As fragments of her power adhered to the stones, she was careful to maintain distance from them. Supposedly Geryon was the only one who could touch the gate without consequence. Well, besides Hades and Lucifer. Anyone else, the stones heaped untold pain and horror upon.



She had never dared test the supposition.



A thought occurred to her, and she tilted her head, studying her companion. Without Geryon at the gate, who would open the stones to allow damned souls inside?
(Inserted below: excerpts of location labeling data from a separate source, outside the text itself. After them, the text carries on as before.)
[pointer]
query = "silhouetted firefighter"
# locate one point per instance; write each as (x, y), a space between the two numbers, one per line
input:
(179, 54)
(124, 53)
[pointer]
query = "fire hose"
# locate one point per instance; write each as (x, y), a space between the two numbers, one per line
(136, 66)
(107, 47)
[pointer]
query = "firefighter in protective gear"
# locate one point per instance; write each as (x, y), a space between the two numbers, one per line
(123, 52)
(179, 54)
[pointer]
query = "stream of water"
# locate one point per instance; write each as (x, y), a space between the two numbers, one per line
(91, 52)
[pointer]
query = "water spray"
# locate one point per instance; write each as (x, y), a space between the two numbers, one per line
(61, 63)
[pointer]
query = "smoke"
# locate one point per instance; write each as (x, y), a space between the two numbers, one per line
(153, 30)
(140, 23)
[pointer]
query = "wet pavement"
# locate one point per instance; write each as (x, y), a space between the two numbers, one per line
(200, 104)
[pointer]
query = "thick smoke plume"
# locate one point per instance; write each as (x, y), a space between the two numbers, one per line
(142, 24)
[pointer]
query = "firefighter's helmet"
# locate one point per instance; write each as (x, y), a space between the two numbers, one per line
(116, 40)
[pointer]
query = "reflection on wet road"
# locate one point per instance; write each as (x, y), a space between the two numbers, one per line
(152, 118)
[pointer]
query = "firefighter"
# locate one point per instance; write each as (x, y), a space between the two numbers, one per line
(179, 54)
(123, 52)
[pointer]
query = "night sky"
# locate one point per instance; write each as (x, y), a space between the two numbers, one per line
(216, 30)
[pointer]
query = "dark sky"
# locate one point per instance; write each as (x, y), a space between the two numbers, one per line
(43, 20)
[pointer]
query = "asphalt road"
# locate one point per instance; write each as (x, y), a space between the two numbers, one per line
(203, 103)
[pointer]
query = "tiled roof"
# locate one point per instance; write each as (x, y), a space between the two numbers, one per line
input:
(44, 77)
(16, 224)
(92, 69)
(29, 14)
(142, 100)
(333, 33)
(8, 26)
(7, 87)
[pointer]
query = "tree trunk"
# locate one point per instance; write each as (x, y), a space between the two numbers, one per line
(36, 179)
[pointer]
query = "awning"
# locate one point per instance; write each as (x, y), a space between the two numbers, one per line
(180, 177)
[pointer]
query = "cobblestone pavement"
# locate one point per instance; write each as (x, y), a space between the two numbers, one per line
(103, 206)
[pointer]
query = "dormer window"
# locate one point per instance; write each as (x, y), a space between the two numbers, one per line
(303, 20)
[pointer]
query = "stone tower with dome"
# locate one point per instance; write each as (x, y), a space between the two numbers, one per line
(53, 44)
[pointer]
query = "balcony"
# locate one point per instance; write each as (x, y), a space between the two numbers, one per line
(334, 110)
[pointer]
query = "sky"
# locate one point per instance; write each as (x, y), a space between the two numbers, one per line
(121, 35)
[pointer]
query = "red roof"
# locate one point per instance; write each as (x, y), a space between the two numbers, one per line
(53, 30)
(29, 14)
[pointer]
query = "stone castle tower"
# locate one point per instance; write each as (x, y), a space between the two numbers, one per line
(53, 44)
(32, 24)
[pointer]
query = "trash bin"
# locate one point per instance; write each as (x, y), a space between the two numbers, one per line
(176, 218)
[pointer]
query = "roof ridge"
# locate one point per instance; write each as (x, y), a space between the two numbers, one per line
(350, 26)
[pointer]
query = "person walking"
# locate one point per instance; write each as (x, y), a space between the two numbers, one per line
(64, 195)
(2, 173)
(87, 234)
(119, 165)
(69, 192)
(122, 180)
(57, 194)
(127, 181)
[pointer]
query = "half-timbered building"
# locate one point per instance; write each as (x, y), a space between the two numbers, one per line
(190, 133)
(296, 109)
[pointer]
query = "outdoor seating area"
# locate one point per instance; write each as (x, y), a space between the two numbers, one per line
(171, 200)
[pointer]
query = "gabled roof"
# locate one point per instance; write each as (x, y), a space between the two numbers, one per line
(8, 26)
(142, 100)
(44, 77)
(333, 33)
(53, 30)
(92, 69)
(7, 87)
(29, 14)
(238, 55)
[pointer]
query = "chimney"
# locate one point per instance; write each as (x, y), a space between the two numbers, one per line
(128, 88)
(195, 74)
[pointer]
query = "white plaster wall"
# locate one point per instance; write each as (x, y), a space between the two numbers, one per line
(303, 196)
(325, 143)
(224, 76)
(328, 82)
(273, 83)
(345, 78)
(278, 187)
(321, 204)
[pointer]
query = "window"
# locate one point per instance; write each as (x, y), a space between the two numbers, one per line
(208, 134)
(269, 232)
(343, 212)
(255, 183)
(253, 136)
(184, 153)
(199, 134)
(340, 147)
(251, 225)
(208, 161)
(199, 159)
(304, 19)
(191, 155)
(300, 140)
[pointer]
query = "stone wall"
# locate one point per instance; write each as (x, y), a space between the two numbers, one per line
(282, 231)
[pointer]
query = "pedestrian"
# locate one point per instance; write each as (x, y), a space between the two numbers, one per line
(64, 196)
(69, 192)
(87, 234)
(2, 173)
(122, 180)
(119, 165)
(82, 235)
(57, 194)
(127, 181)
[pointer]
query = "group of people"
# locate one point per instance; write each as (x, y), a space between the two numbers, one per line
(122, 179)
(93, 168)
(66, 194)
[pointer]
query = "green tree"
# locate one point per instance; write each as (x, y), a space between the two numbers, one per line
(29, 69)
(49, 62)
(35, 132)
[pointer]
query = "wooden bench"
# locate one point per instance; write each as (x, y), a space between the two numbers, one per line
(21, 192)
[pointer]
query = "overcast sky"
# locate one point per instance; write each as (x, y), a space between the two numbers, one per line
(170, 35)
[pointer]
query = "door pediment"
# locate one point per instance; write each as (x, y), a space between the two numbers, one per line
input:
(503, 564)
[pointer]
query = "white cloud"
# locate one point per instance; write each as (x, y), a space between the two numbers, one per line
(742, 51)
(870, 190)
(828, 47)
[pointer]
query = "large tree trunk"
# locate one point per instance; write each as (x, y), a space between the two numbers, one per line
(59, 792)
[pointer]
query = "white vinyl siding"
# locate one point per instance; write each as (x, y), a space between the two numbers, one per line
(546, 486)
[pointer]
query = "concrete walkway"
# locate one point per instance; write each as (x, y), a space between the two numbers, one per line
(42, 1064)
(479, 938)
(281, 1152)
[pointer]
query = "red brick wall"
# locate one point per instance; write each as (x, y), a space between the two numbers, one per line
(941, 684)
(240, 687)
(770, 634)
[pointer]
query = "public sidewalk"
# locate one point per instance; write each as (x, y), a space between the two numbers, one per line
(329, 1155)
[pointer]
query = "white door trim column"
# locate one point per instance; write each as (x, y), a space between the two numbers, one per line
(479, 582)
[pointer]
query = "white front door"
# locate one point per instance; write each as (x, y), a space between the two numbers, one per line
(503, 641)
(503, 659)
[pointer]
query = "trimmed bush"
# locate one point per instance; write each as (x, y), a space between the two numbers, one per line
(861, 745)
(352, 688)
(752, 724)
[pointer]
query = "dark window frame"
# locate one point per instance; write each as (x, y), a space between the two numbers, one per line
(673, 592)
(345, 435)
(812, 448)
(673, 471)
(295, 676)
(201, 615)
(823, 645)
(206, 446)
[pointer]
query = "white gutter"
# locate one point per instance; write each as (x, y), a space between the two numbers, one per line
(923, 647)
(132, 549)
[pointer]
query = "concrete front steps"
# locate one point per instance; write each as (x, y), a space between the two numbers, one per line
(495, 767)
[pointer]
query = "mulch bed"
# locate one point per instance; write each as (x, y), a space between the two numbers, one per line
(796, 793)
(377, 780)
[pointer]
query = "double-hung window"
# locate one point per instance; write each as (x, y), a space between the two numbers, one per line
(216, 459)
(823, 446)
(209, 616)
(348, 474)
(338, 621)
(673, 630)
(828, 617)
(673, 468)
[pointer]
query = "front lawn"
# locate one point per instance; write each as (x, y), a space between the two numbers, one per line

Perhaps Lucifer had already appointed another guardian. Perhaps? She chuckled without humor. He had. He couldn't leave the gates unguarded. The knowledge that Geryon would not be the man she saw every day...saddened her. For when the wall was safe, Geryon could leave but she would be stuck here.



Do not think about that now. She glanced around. The air was smokier here, she noticed, hotter. So hot, in fact, sweat instantly beaded on her skin, trickling down her temples, between her breasts. And as Geryon climbed over her to position himself in front of her, widening the distance between them, no longer did she smell the decadent scent of powerful male; she smelled only the pungent odor of decay. Screams and curses assaulted her ears.



Something fiery brushed the back of her neck, and she yelped.



Geryon jumped into immediate action, growling and swiping out his claw. But the flame receded, and she would swear she heard it laugh.



No, they were not intimidated by her.



"Are you all right?" Geryon asked her.



"Yes," she said, but gods, what had she gotten herself into?